Simulations were performed to establish the relation between the rating difference (R) between backgammon players of various strengths, and the error rates for the two players. This will allow a match analysis to translate the error rate of each player into an estimation of the absolute ratings of the players, once the rating of "perfect play" has been defined. Of course, this estimate will be only as good as the quality of the analysis and will become invalid for the estimation of the rating of players at a comparable level as at which the analysis was performed. However, the measured relation does not depend on the analysis level and remains valid for very high levels of analysis such as rollouts.
Two sets of simulations were performed. In the first the relation between the difference in normalized error rate per unforced decision (DEPD) and rating difference R was measured. The main result of the first simulation set is an almost linear relation between DEPD and R, which depends somewhat on the match length. As a by-product of this investigation the relative strengths of various playing levels of GNUBG were determined precisely by rating.
The second set of simulations attempts to improve on the linear model of the first set, by separating out the effects of cube errors and chequer play errors. A bilinear fit was made of R to both the normalized chequer play error per unforced move (EPM) and the cube error per unforced cube decision (EPC).

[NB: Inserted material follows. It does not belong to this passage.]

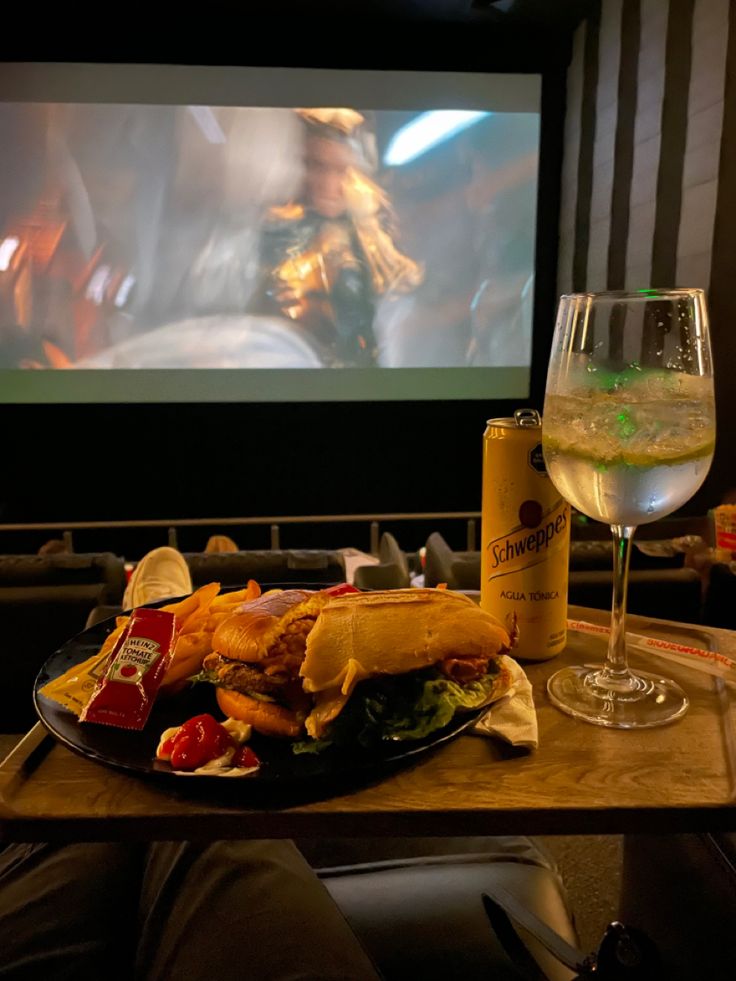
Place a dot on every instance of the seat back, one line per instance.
(45, 600)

The resulting bilinear fit is shown to improve the prediction of the rating difference, especially for matches with very poor cube handling compared to chequer play.
The scripts used for the simulations and a readme file explaining their use are available here.
The final result is the following formula for the rating difference:
R = a2(N)*EPM+b(N)*EPC,
where
a2(N) = 8798 + 25526/N,
and
b(N) = 863 - 519/N.
In order to estimate the rating difference between playing levels we played a series of 1000 matches of a given match length between various levels and estimated the rating difference by analyzing the results. From the analysis we obtain the normalized error rate per unforced decision and the "luck adjusted result" (P), which is an estimate of the match winning probability using variance reduction. These numbers were averaged over the 1000 matches and the variance was also estimated. The rating difference R and a 90% confidence interval was then estimated from the 90% confidence interval of P using the FIBS rating formula, P = 1/(1 + 10^(R*sqrt(N)/2000)), with N the match length.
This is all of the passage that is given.